Alain Bentolila – « Une partie de notre jeunesse souffre d’impuissance linguistique »
« Permettez-moi de vous dire la vérité sur la langue française. Une vérité contre le conformisme frileux qui voudrait que chacun “parle comme il veut” », déclare Alain Bentolila en introduction de ses Controverses sur la langue française, sous-titré 51 vérités pour en finir avec l’hypocrisie et les idées reçues (ESF éditeur). Entretien avec un linguiste engagé.
Propos recueillis par Clément Balta
Au commencement était le verbe… « Le propre de l’humain », dites-vous dans votre premier chapitre. Fallait-il en revenir à la genèse même du langage pour en finir avec « les idées reçues » ?

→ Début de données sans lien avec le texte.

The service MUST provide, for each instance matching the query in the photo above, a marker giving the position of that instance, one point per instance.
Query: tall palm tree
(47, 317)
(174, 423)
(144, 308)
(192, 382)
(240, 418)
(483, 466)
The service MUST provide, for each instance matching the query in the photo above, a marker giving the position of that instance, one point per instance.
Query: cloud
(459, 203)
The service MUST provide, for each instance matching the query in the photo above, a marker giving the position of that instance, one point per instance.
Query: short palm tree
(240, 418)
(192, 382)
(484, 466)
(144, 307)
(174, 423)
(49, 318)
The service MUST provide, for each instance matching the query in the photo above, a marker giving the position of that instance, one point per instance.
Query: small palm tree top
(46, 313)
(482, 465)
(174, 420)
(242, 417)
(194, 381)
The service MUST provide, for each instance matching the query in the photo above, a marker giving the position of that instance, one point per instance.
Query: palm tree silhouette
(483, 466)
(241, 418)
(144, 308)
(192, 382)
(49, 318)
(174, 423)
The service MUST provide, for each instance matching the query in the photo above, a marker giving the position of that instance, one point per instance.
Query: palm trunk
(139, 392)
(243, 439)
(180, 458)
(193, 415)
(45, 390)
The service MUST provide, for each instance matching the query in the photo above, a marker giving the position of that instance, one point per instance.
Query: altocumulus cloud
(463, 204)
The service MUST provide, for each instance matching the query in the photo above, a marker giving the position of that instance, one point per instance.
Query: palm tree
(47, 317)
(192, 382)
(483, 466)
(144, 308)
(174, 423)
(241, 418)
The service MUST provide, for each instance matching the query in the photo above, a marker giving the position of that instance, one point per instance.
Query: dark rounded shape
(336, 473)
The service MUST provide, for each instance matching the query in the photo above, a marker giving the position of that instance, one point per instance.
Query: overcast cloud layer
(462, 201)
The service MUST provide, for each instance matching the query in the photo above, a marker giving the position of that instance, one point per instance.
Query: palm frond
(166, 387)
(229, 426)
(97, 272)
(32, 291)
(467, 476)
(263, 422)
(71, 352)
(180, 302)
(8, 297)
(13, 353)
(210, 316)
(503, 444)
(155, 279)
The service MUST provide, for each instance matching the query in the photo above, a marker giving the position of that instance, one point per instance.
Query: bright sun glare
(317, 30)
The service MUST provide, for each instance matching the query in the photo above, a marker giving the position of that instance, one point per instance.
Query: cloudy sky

Les hommes forgeant patiemment leur langue affirmèrent progressivement leur volonté de tenir de plus en plus fermement les rênes d’une parole qui put ainsi servir à comprendre et à dominer ensemble le monde. Les échanges qui, en leurs débuts, se limitaient à désigner à l’autre les objets ou les êtres qui les entouraient relevèrent un tout autre défi : ils se mirent à s’interroger sur des objets et des phénomènes, à tenter d’en expliquer le fonctionnement, à proposer de les modifier et de s’en servir. Surtout, ils purent dire ce qu’ils pensaient des propositions de chacun et à en discuter la pertinence ou la vérité. Les règles organisant la langue, acceptées par tous, furent le moteur qui leur permit de dépasser la simple contemplation commune du monde. La langue prit son envol, vit sa puissance augmenter à mesure que s’affirmait la volonté des hommes d’imposer au monde (et à Dieu) leur intelligence : la tour de Babel prenait de la hauteur. C’est l’urgence de pouvoir penser ensemble qui poussa l’homo sapiens sapiens à construire et à améliorer le langage. Ce n’est ni ne le fait d’un heureux hasard, non plus que l’amélioration automatique de leurs connexions neuronales. C’est au contraire en créant le langage que les hommes ont amélioré la plasticité et la puissance de leur cerveau.